Со временем я перебралась к нему в дом на правах воспитанницы-экономки. Как всегда бывает в подобных случаях, по городу поползли всевозможные сплетни и слухи — я была довольно хороша собой, — но отец Юлиан вел себя по отношению ко мне безупречно, и сплетни прекратились сами собой.

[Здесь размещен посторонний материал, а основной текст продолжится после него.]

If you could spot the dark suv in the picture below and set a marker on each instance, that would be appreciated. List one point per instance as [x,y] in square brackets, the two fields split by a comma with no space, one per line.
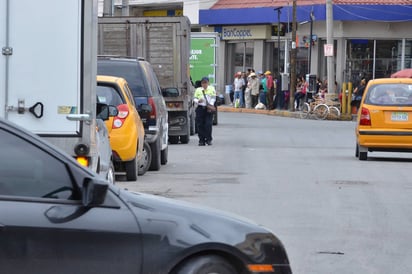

Я училась очень хорошо, и добрый отец Юлиан хотел, чтобы я продолжила свое медицинское образование и получила диплом доктора медицины, дающий возможность работать в лучших больницах города или даже открыть частную практику. Однако его здоровье становилось все хуже, он вскоре ушел на покой, препоручив заботы о своей пастве отцу Антонию, красивому молодому священнику с лицом, отмеченным печатью отнюдь не небесной страсти. Отцу Юлиану положили хорошую пенсию, хоть он, я думаю, заслужил гораздо большего. Я уже не могла сидеть на его иждивении, а потому, получив фельдшерский диплом, пошла работать в больницу Святого Доминика, продолжая жить в доме отца Юлиана и вести его нехитрое хозяйство.
Отец Антоний часто захаживал к отцу Юлиану и вел с ним долгие богословские беседы — отец Юлиан слыл лучшим толкователем Нового Завета в нашем городе, и на его проповеди частенько собирались прихожане других храмов. Отец Антоний, как мне вскоре стало известно, тоже обладал блистательным умом и мог похвастаться глубоким знанием по крайней мере пяти иностранных языков, однако святости в нем не было ни на злотый.
Я прислуживала за столом, а иной раз, поддавшись настойчивым просьбам отца Юлиана, разделяла с ними трапезу. Отец Антоний ходил к нам чуть ли не каждый день. Я, можно сказать, с первого дня заметила на себе его вожделеющие взгляды, хотя поначалу не могла понять их значение — в ту пору я была еще очень и очень наивна.